The Russian Pacific Fleet carried out a military exercise in the Pacific Ocean involving 20 warships and several submarines on the same day a US spy plane was intercepted for allegedly flying close to Russian air space in the country’s far east.
The Russian Ministry of Defence said on Twitter that the drill was carried out by the Pacific fleet to practice responding to a simulated enemy attack yesterday (10th June).
According to the statement, the drill involved 20 warships including the Varyag missile cruiser.
The Varyag missile cruiser, better known as the ‘Viking’, measures 186 metres (611 feet) in length and comes equipped with the P-1000 Vulkan supersonic missile and S-300F Fort long-range surface to air missiles.
In terms of airpower, the drill involved the long-range anti-submarine aircraft Tu-142mz, and high-altitude fighter-interceptors MiG-31BM.
The footage shows the fleet’s air force, submarines and ships co-ordinating a search-and-destroy operation involving a simulated submarine attack.
The exercise came as relations between Washington and the Kremlin continue to deteriorate as the summit between President Biden and President Putin approaches in Geneva next Monday (14th June).

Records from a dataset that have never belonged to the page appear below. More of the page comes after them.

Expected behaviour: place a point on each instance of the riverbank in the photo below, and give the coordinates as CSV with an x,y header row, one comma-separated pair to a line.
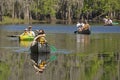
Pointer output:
x,y
8,20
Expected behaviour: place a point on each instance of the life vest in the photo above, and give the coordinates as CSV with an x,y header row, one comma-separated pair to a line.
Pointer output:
x,y
41,40
31,34
25,33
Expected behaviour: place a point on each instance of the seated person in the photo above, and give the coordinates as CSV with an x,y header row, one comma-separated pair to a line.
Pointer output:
x,y
25,32
30,31
109,21
79,25
85,27
40,37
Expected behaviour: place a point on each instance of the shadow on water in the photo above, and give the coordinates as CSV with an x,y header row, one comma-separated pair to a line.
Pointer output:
x,y
79,57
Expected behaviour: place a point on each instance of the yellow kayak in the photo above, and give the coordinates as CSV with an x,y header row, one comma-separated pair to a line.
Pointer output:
x,y
25,38
25,43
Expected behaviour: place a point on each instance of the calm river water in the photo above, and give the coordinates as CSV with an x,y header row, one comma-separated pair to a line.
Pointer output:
x,y
79,57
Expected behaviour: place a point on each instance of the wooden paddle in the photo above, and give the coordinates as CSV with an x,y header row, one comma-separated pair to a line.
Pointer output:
x,y
13,35
53,49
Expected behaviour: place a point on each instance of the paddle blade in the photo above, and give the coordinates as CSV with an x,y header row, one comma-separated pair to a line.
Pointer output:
x,y
13,36
52,58
53,49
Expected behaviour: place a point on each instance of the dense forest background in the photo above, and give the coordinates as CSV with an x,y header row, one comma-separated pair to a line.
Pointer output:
x,y
60,9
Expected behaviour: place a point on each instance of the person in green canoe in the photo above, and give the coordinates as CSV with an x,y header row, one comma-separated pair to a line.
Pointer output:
x,y
30,31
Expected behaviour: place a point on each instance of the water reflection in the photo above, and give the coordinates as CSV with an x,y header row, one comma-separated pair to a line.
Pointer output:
x,y
79,57
82,42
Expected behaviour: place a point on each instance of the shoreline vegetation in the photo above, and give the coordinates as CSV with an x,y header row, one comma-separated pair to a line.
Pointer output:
x,y
9,20
27,11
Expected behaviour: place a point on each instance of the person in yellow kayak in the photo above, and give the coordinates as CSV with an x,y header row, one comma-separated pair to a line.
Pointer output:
x,y
40,37
30,31
25,32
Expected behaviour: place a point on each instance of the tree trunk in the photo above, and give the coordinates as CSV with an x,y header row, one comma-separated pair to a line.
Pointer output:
x,y
1,12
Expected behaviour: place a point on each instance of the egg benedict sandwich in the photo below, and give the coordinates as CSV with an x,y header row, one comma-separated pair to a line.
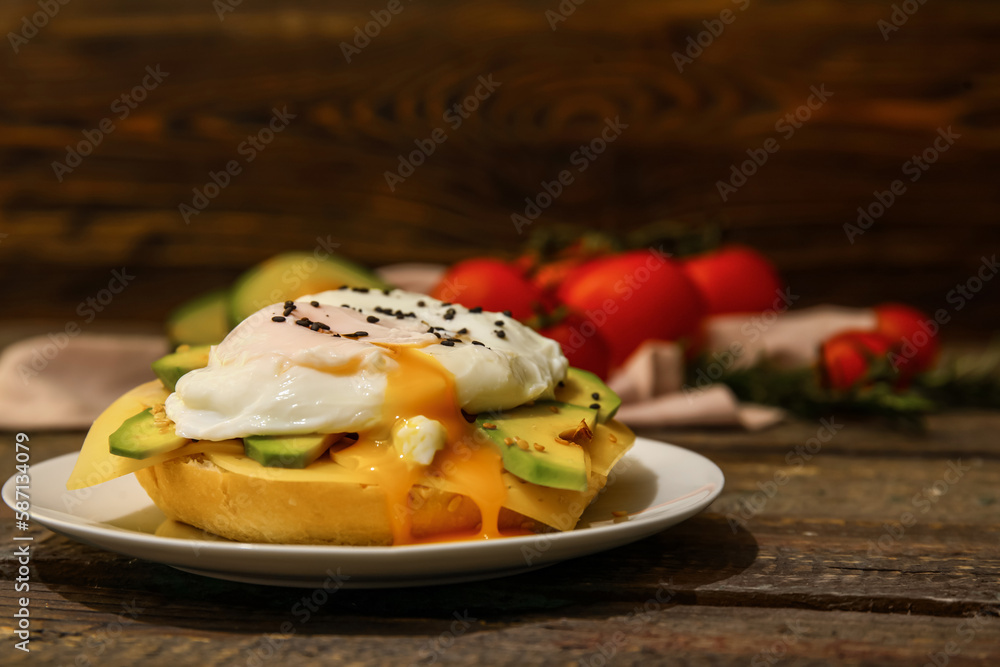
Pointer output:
x,y
364,417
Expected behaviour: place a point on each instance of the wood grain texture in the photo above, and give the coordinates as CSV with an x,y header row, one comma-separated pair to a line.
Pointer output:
x,y
324,174
802,579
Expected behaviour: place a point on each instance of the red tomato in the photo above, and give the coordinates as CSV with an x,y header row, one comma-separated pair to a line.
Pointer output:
x,y
846,357
735,279
548,276
492,284
581,343
913,331
633,297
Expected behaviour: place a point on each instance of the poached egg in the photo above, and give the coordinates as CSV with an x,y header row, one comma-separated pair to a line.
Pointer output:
x,y
325,363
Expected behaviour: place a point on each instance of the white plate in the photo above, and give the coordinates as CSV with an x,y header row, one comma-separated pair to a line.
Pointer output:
x,y
658,484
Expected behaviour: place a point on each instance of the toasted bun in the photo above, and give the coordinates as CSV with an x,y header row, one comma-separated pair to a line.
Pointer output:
x,y
195,491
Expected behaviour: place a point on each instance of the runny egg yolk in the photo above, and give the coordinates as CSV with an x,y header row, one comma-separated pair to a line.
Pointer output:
x,y
420,386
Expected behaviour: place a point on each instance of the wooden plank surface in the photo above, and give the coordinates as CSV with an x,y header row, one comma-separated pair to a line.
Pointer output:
x,y
811,575
325,173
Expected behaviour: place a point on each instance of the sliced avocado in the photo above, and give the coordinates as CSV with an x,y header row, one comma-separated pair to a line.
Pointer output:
x,y
171,367
584,388
200,321
289,276
558,429
144,435
288,451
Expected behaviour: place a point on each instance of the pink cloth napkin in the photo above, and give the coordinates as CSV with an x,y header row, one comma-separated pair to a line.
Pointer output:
x,y
47,382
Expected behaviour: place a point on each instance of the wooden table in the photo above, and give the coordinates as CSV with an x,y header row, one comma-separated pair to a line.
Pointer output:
x,y
798,562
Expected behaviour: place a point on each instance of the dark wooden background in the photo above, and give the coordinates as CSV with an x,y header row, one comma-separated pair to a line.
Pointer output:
x,y
324,174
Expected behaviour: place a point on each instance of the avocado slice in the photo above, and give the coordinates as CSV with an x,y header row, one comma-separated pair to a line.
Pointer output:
x,y
558,429
289,276
144,435
172,367
200,321
288,451
584,388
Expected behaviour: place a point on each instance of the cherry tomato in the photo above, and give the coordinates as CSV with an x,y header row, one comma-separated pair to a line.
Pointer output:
x,y
913,331
633,297
492,284
582,344
846,357
735,279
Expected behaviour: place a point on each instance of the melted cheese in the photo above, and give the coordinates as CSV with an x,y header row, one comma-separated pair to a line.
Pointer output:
x,y
420,386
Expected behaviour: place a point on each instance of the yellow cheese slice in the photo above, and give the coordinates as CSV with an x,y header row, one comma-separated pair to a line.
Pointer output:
x,y
610,442
558,508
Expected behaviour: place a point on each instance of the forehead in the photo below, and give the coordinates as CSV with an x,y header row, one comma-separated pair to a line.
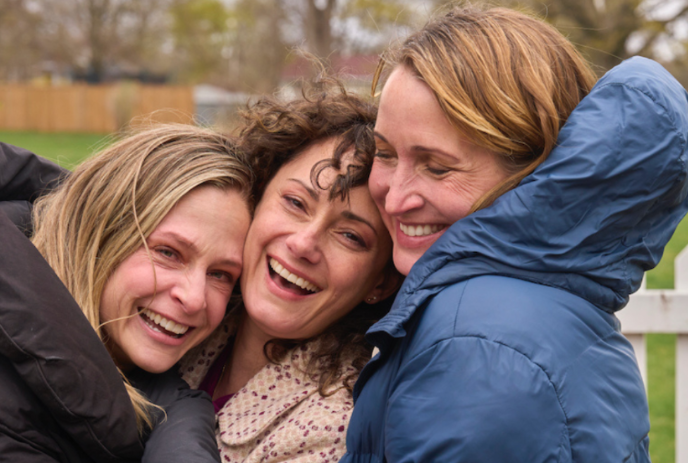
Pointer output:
x,y
208,219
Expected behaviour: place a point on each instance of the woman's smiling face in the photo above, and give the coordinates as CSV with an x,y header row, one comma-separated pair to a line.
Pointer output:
x,y
308,261
196,250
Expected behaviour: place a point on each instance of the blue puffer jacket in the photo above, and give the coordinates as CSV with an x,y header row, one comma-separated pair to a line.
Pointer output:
x,y
502,345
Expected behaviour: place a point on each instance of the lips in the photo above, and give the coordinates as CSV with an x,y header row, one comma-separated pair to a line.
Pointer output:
x,y
160,324
289,280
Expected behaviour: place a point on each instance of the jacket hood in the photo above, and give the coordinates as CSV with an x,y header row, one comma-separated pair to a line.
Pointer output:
x,y
593,217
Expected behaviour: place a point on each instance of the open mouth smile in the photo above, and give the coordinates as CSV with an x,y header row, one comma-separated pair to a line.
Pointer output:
x,y
420,230
160,324
290,281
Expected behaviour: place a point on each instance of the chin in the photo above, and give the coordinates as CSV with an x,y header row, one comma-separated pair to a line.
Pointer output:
x,y
155,366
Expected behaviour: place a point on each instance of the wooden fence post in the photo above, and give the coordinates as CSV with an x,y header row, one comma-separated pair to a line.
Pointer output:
x,y
681,284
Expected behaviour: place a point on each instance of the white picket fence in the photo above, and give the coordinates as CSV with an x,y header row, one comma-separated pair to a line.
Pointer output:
x,y
664,311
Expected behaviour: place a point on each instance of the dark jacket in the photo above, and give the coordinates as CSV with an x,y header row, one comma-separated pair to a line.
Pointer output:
x,y
502,345
63,400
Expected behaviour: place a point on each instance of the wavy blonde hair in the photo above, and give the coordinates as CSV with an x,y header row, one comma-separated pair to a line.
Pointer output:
x,y
506,80
104,211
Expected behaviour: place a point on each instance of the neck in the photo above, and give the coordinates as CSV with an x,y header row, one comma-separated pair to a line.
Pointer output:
x,y
246,360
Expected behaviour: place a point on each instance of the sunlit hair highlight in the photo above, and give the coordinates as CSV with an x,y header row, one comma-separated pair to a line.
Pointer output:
x,y
104,211
506,80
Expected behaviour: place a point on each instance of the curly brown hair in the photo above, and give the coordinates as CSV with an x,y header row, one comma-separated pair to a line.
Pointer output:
x,y
274,134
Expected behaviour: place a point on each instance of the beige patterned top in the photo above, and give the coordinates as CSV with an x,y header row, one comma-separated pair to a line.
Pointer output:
x,y
279,415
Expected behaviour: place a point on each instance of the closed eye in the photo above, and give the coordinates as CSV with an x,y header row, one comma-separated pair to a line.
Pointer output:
x,y
166,252
220,276
295,202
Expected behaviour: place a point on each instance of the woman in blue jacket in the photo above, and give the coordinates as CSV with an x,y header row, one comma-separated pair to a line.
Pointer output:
x,y
523,225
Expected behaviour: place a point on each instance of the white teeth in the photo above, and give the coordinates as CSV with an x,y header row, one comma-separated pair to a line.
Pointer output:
x,y
420,230
169,325
291,278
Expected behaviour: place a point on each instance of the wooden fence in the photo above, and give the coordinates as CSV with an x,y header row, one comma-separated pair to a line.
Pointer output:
x,y
91,108
664,311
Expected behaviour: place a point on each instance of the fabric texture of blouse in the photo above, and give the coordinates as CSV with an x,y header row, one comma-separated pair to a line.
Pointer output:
x,y
279,415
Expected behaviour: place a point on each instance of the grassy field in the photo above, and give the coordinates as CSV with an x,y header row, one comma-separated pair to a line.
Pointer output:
x,y
69,149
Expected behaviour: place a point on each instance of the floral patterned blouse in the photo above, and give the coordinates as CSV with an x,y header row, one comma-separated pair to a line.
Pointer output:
x,y
279,416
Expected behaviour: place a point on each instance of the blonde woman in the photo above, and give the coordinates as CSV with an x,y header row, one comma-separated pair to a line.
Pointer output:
x,y
524,205
146,237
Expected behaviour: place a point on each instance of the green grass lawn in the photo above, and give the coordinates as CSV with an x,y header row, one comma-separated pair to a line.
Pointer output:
x,y
69,149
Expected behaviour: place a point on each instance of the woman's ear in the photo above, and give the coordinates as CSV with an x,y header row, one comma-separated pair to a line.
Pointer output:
x,y
389,283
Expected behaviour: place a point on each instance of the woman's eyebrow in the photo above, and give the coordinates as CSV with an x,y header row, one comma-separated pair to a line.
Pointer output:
x,y
191,246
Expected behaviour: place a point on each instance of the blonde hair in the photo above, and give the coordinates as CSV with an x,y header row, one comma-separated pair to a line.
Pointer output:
x,y
505,80
105,210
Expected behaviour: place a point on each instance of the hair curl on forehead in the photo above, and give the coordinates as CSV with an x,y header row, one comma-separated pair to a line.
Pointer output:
x,y
276,132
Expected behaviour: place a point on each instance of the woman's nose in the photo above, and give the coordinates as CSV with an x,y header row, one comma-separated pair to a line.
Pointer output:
x,y
304,243
190,291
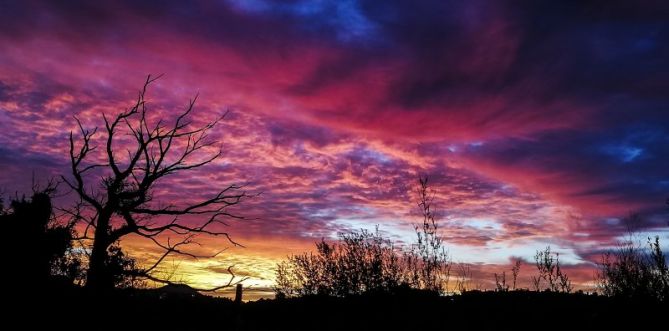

On 10th June, Russia’s Eastern Military District reported that they had intercepted a US Air Force RC-135 strategic reconnaissance plane over the Pacific Ocean.
The Russian military said: “The crew of the Russian fighter identified the air target as a strategic reconnaissance aircraft RC-135 of the US Air Force and escorted it over the Pacific Ocean.”
They added: “After the foreign military aircraft was turned away from the state border of Russia, the Russian fighter returned safely to its home base.”
Washington has not yet commented on the incident but it is not unusual for US spy planes to probe Russia’s eastern boundaries.
President Biden told Sky News on his way to the G7 meeting in the UK: “We will show the strength of our alliances and make it clear to Putin and China that Europe and the United States are tight and ready to move.”
The G7 meeting gets underway today (11th June) in south-west England where the escalating tension between NATO and the Kremlin is expected to feature high on the list of topics world leaders will discuss.